超级鹰验证码识别-专业的验证码云端识别服务,让验证码识别更快速、更准确、更强大
使用打码平台来攻破验证码难题, 是很简单容易的, 但是要钱!
案例代码及测试资源:
git clone https://github.com/Python3WebSpider/CaptchaPlatform.git
使用git 将资源拽取下来, 然后你会发现多了一个文件夹, 文件夹中有一个chaojiying.py 文件, 这里面就是基于官方 SDK 改写的代码:
username: 用户名 , 你注册的超级鹰用户。
password:密码
soft_id: 软件ID。
import requests
from hashlib import md5
class Chaojiying(object):
def __init__(self, username, password, soft_id):
self.username = username
self.password = md5(password.encode('utf-8')).hexdigest()
self.soft_id = soft_id
self.base_params = {
'user': self.username,
'pass2': self.password,
'softid': self.soft_id,
}
self.headers = {
'User-Agent': 'Mozilla/4.0 (compatible; MSIE 8.0; Windows NT 5.1; Trident/4.0)',
}
def post_pic(self, im, codetype):
"""
im: 图片字节
codetype: 题目类型 参考 http://www.chaojiying.com/price.html
"""
params = {
'codetype': codetype,
}
params.update(self.base_params)
files = {'userfile': ('ccc.jpg', im)}
r = requests.post('http://upload.chaojiying.net/Upload/Processing.php', data=params, files=files,
headers=self.headers)
return r.json()
def report_error(self, im_id):
"""
im_id:报错题目的图片ID
"""
params = {
'id': im_id,
}
params.update(self.base_params)
r = requests.post('http://upload.chaojiying.net/Upload/ReportError.php', data=params, headers=self.headers)
return r.json()
图片验证码:
CAPTCHA_KIND 则为图片的类型, 可以在 验证码类型与价格表-超级鹰验证码识别 看到。

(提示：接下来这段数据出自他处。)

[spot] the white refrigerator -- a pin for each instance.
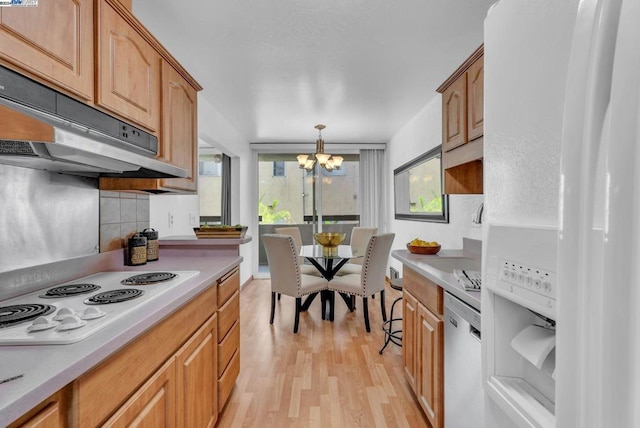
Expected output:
(562, 196)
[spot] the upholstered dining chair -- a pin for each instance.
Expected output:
(286, 277)
(359, 239)
(294, 232)
(372, 279)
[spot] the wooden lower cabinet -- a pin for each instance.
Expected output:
(228, 336)
(409, 323)
(153, 405)
(51, 413)
(423, 343)
(430, 353)
(196, 379)
(179, 373)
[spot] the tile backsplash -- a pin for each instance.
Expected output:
(121, 215)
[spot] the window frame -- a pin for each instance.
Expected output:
(400, 176)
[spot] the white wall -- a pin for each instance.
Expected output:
(419, 135)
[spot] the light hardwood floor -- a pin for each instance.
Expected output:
(327, 375)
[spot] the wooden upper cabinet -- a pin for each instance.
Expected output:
(128, 75)
(52, 42)
(475, 99)
(454, 114)
(463, 126)
(178, 139)
(179, 144)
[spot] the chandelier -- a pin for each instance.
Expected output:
(325, 160)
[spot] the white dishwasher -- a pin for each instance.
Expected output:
(463, 395)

from chaojiying import Chaojiying
USERNAME = '136xxxx108'
PASSWORD = 'xxxxxx'
SOFT_ID = 'xxxxxxxx'
CAPTCHA_KIND = '1006'
FILE_NAME = 'captcha1.png'
client = Chaojiying(USERNAME, PASSWORD, SOFT_ID)
result = client.post_pic(open(FILE_NAME, 'rb').read(), CAPTCHA_KIND)
print(result)
点选验证码:
from chaojiying import Chaojiying
USERNAME = 'xxx'
PASSWORD = ''
SOFT_ID = 'xxxxxx'
CAPTCHA_KIND = '9004'
FILE_NAME = 'captcha2.png'
client = Chaojiying(USERNAME, PASSWORD, SOFT_ID)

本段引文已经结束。